Beautiful surroundings set the stage for beautiful weavings. I arrived at the museum just before noon and met with our friends from Weavolution.com. They were already in the gift shop talking with the Zongers when I walked in. I met Alice Schlein and her husband Bruce. Claudia was there, the owner of Weavolution.com. I also met Karen, who loves to knit and was new to weaving. And I also met Lavern who has a very interesting background, teaches backstrap weaving, and is currently living in Bolivia. You can see a photo of us on the homepage of weavolution.com.
Since I had been there this past February, the museum had changed. There were new coverlets being displayed, the restored Jacquard “head” had arrived, and the “Loom Room” was open for display. The Jacquard head was not yet attached to the large barn loom, but we could get a very close look at the mechanism. It’s just amazing to think of the impact this little box had on civilization. One of the more fascinating aspects of the museum is Mr. Zonger telling the tale of the history of the Jacquard loom in France.
We all had a great lunch together at the “Bad Boys” restaurant in Bedford, and then Melinda Zonger gave us the grand tour of the museum. She also talked about the history of the coverlets and of how the museum is open to donations of authentic coverlets.
Us fiber lovers had a wonderful time. But, this might not be the best place to take kids, unless you have first introduced them to fiber arts, weaving, or “things that are not electronic!”

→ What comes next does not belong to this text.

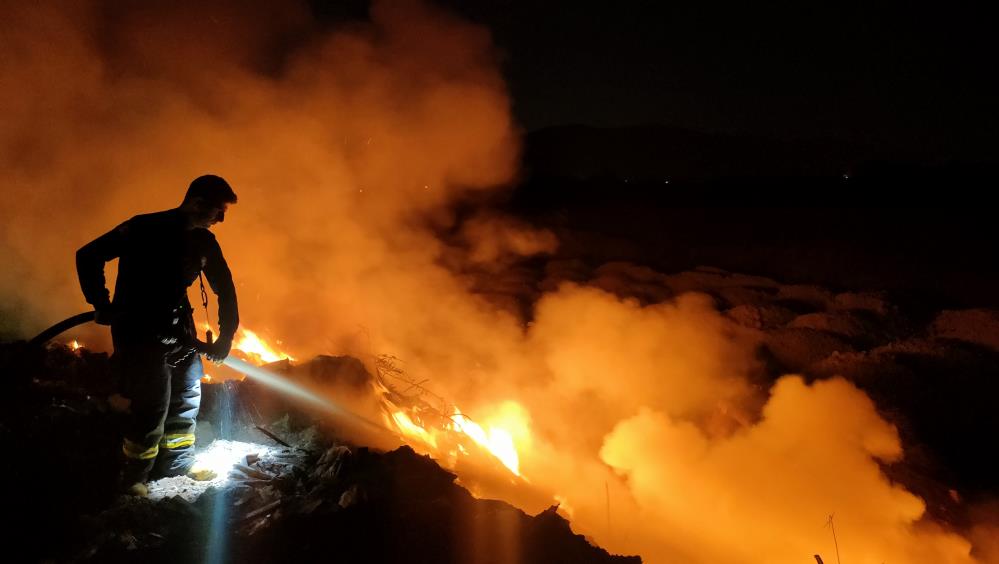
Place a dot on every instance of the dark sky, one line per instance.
(900, 78)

Melinda also told us that the old school house they had purchased for the museum was worse off than they first thought. The school needs a new roof! Just examining the roof ruins more shingles as the workmen walk on it, she explained. Being much larger than most houses, the new roof will cost about $80,000.00!
I propose we have a “WEAVE-IN” to help raise money for the museum! We could get sponsors just like the sponsors in a walk-a-thon to sponsor weavers to set up shop outside the museum and weave for a day. The weavings produced would also be sold to help raise money. And, the sponsors could pledge an amount for each hour of weaving that a weaver could weave. (Sounds like wood chucks! ) It would at least be a start to help save the museum. We’ll discuss it over at weavolution.com.

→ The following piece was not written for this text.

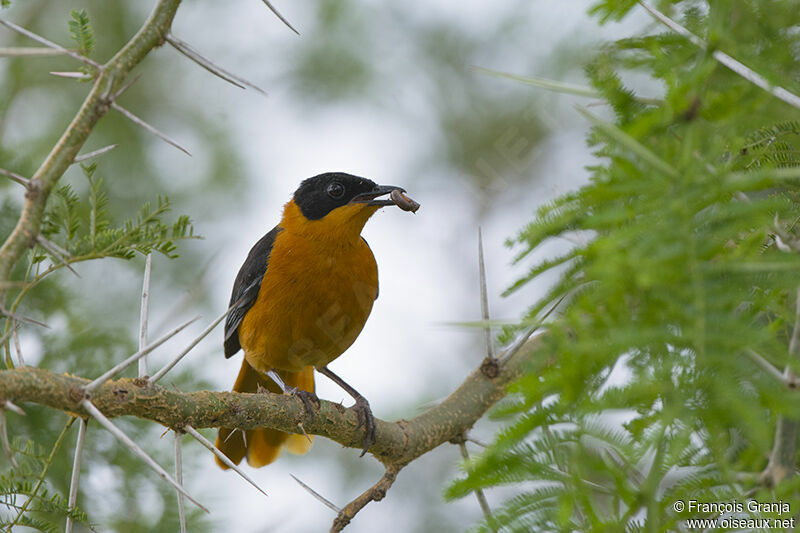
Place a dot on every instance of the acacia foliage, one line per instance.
(688, 267)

I wonder what I will find the next time I visit the museum?
Almost forgot! While driving home from the museum, I traveled North past Altoona and stopped in Tipton, PA to visit my Grandmother’s grave. I then went East to Bellefonte and then traveled down Rt. 322 towards Harrisburg.
It was close to 7:30 PM when it started raining – hard! The further down 322 I went, the harder it rained. I got 12 miles from Harrisburg when the rain got crazy. I said, “Holy S$%^”, out loud – twice! Right then, the traffic came to a stop. It didn’t move. But, I was right at the exit for Rt. 225. I took that to see if I could find another way around Harrisburg, but there were trees down everywhere. I must have seen over a dozen very large trees blown over by the near-hurricane winds that swept through the area. Here is a photo I took of one. Click for a larger view.

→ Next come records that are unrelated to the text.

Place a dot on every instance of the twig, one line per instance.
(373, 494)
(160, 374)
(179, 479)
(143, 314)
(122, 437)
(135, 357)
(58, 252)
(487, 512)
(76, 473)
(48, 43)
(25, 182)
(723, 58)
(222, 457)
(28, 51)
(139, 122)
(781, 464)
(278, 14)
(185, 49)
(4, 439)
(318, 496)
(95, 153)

I couldn’t get a better shot of the rest of the tree across the road. I had to drive through this tree as did the 2 cars in front of me. It was like going through a car wash as the branches scrapped the top of my truck.
I couldn’t find a way East. I tried Rt. 325 and got about 20 minutes down the road when I was flagged down by an approaching car. The driver told me of another huge tree that completely blocked the road and killed the power lines. So, I turned all the way around and found myself back on Rt. 322, stopped dead.
I played solitaire on my laptop for about 45 minutes. Towards the end we saw a huge front-end loader pass us, which was able to remove the giant tree blocking both lanes of 322. Things started moving again and I was finally able to continue back home.